True, economic growth in China is slowing somewhat as authorities belatedly try to contain a credit bubble, but many other emerging markets – notably including India – are set to grow faster this year. Rising stock and housing markets may fuel inequality, but they also drive increased consumer spending.
Investors and policy wonks are also cheered by the resilience of central bank independence in the major economies. US President Donald Trump has not only largely spared the Federal Reserve the not-so-tender mercies of his wee-hour tweets; he has also nominated highly qualified individuals to fill Fed vacancies. Meanwhile, the German right has failed to pull the plug on European Central Bank policies that have helped prop up Italy, Spain, and Portugal, and the ECB remains by far the most respected and influential eurozone institution.
Elsewhere, things are pretty much the same. In the United Kingdom, British Prime Minister Theresa May, early in her tenure, once took a swipe at the Bank of England, but quickly retreated. As Mohamed A. El-Erian has noted, many investors regard central banks as “the only game in town,” and they are willing to overlook a lot of political noise as long as monetary-policy independence is upheld.

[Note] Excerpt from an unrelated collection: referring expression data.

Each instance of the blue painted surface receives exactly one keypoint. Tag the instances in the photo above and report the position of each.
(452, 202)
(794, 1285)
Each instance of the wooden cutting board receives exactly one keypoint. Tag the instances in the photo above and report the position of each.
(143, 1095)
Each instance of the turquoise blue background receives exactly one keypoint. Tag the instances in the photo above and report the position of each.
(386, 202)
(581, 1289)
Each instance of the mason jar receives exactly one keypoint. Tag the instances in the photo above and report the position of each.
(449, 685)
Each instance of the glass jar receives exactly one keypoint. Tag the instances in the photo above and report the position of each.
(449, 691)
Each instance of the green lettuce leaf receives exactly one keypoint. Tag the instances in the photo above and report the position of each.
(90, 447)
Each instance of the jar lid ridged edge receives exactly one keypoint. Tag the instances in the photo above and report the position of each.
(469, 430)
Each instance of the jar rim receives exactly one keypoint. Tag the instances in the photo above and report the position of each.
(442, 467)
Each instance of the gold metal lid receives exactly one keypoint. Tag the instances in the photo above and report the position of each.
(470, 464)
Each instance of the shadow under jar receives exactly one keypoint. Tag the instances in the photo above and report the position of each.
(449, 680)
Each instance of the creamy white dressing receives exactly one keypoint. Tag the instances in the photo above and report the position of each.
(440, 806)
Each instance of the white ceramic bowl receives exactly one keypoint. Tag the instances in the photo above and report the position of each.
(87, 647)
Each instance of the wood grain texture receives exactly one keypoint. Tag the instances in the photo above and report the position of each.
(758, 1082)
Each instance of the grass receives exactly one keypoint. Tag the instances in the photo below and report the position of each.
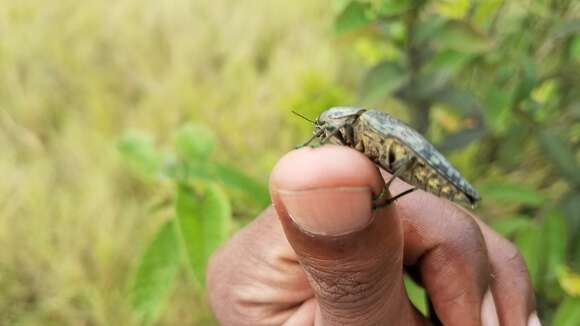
(75, 75)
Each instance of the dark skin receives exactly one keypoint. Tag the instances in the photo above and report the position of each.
(322, 256)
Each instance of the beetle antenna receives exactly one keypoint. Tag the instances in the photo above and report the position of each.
(303, 117)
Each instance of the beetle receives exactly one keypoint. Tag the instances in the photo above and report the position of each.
(397, 148)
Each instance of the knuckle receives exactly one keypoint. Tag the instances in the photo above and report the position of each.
(466, 234)
(348, 291)
(512, 259)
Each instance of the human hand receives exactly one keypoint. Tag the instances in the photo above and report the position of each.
(322, 256)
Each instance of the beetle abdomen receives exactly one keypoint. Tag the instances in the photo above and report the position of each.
(386, 149)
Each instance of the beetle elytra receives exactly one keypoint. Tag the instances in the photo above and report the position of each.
(395, 147)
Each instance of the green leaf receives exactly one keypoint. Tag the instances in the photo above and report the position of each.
(389, 8)
(498, 108)
(452, 60)
(570, 206)
(511, 225)
(417, 295)
(566, 28)
(568, 313)
(460, 36)
(236, 179)
(152, 282)
(575, 48)
(382, 80)
(462, 138)
(353, 16)
(558, 151)
(529, 242)
(486, 10)
(511, 193)
(194, 142)
(204, 221)
(137, 150)
(555, 242)
(463, 101)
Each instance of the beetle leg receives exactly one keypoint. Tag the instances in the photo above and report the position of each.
(349, 135)
(316, 135)
(401, 166)
(332, 134)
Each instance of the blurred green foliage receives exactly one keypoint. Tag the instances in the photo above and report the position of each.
(87, 240)
(496, 86)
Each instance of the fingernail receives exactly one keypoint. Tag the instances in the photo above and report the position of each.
(488, 311)
(534, 320)
(329, 211)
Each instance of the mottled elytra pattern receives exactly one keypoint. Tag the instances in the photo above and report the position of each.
(388, 142)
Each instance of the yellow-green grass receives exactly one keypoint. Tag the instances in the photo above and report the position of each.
(74, 75)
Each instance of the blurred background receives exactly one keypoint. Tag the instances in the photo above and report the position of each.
(136, 136)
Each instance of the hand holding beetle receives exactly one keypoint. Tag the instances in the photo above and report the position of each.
(322, 256)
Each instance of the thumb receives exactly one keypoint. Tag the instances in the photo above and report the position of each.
(352, 254)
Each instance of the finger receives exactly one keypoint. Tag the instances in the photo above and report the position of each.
(446, 246)
(255, 278)
(352, 255)
(510, 297)
(510, 281)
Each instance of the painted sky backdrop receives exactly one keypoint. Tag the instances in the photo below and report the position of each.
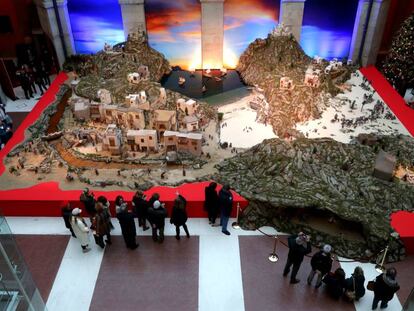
(174, 26)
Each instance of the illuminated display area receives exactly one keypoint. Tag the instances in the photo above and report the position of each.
(174, 27)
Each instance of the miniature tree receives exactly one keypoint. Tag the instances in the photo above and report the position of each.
(398, 67)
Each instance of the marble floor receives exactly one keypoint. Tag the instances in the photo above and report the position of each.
(209, 271)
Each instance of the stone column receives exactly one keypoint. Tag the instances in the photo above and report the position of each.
(212, 33)
(359, 29)
(49, 24)
(375, 30)
(133, 16)
(291, 15)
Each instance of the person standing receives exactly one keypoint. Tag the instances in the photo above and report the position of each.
(88, 200)
(140, 209)
(157, 214)
(335, 283)
(120, 204)
(385, 287)
(225, 199)
(211, 202)
(299, 246)
(321, 264)
(355, 284)
(67, 214)
(101, 225)
(179, 216)
(127, 223)
(80, 228)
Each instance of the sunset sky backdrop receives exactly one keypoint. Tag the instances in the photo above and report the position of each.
(174, 27)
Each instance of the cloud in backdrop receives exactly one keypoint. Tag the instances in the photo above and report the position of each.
(174, 27)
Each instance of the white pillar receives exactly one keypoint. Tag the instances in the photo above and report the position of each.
(50, 26)
(291, 15)
(212, 33)
(359, 28)
(133, 16)
(373, 37)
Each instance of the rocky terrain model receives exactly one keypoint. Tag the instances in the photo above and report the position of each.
(325, 188)
(279, 57)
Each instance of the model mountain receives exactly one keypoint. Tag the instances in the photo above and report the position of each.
(266, 61)
(325, 188)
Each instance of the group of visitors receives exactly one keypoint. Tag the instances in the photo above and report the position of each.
(6, 126)
(31, 75)
(336, 283)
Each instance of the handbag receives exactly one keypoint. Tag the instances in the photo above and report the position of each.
(371, 285)
(350, 294)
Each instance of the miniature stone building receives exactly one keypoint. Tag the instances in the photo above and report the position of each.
(164, 120)
(190, 123)
(142, 140)
(134, 78)
(183, 142)
(384, 165)
(312, 77)
(130, 118)
(286, 83)
(189, 107)
(144, 72)
(81, 111)
(112, 140)
(104, 96)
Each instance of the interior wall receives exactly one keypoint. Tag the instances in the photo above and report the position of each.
(399, 11)
(19, 13)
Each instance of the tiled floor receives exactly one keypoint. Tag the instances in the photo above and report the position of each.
(209, 271)
(153, 277)
(43, 255)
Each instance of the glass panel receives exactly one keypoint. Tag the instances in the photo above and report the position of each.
(17, 288)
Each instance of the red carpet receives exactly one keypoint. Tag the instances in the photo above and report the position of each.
(391, 97)
(403, 223)
(46, 199)
(45, 101)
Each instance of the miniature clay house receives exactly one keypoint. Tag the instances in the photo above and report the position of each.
(164, 120)
(189, 107)
(104, 96)
(142, 140)
(112, 140)
(190, 123)
(312, 77)
(286, 83)
(183, 142)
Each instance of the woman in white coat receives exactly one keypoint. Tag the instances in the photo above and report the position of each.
(80, 228)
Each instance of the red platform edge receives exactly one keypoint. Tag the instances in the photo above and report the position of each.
(48, 97)
(391, 97)
(403, 223)
(46, 199)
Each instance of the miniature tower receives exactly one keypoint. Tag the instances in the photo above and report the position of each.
(212, 33)
(291, 15)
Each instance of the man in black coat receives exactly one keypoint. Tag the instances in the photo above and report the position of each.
(156, 215)
(299, 246)
(140, 209)
(88, 199)
(129, 232)
(384, 288)
(211, 202)
(67, 214)
(321, 264)
(226, 205)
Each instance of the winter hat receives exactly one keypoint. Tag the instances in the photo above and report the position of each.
(327, 248)
(76, 211)
(157, 204)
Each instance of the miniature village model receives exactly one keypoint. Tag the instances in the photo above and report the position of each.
(311, 144)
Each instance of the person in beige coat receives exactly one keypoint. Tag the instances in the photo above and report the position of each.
(80, 228)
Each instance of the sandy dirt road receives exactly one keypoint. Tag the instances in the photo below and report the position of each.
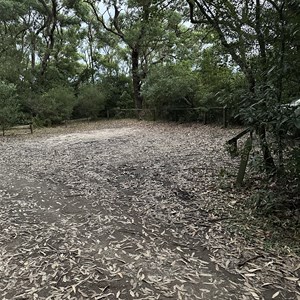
(114, 212)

But while politics is not, at least for now, impeding global growth nearly as much as one might have thought, the long-run costs of political upheaval could be far more serious. First, post-2008 political divisiveness creates massive long-term policy uncertainty, as countries oscillate between governments of the left and the right.
For example, the recent US tax overhaul has been advertised as a surefire way to boost corporate spending on long-term investment projects. But will it live up to its billing if businesses fear that the legislation, passed by a thin partisan majority, will ultimately be reversed?
Part of the case for trying to secure bipartisan agreement on major long-term policy initiatives is precisely to ensure stability. And policy uncertainty in the United States is nothing compared to the UK, where businesses face the twin disruptions of Brexit and (potentially) a Labour government led by the far-left Jeremy Corbyn.
Harder to assess, but potentially far more insidious, is the erosion of public trust in core institutions in the advanced economies. Although economists have endless debates about whether culture or institutions lie at the root of economic performance, there is every reason to be concerned that the recent wave of populism is a threat to both.
Nowhere is this truer than in the US, where Trump has engaged in unrelenting attacks on institutions ranging from the mainstream media to the Federal Bureau of Investigation, not to mention adopting a rather cavalier attitude toward basic economic facts. At the same time, the left seems eager to portray anyone who substantively disagrees with its proposals as an enemy of the people, helping fuel both economic illiteracy and a hollowing out of the center.
Beyond existential risks, there are near-term risks. One, of course, is a potential sharp growth slowdown in China, which more than any other major economy in the world today seems vulnerable to a significant financial crisis. Perhaps the number one risk to the global economy in 2018, however, is anything that leads to a significant rise in real (inflation-adjusted) interest rates.
Low interest rates and easy monetary policy have papered over a multitude of financial vulnerabilities around the world, from Italian and Japanese government debt to high corporate dollar debt in many emerging markets, and perhaps account for political support for trillion-dollar deficits in the US. Admittedly, markets see little chance of any significant rise in global interest rates in 2018. Even if the Fed raises rates another four times in 2018, other major central banks are unlikely to match it.
But market confidence that interest rates will remain low is hardly a guarantee. A plausible pickup in business investment in the US and northern Europe, combined with a sudden slowdown in Asian economies with surplus savings, could in principle produce an outsize rise in global rates, jeopardizing today’s low borrowing costs, frothy stock markets, and subdued volatility. Then, suddenly, the economy’s seeming disconnect from politics might end, and not necessarily in a happy way.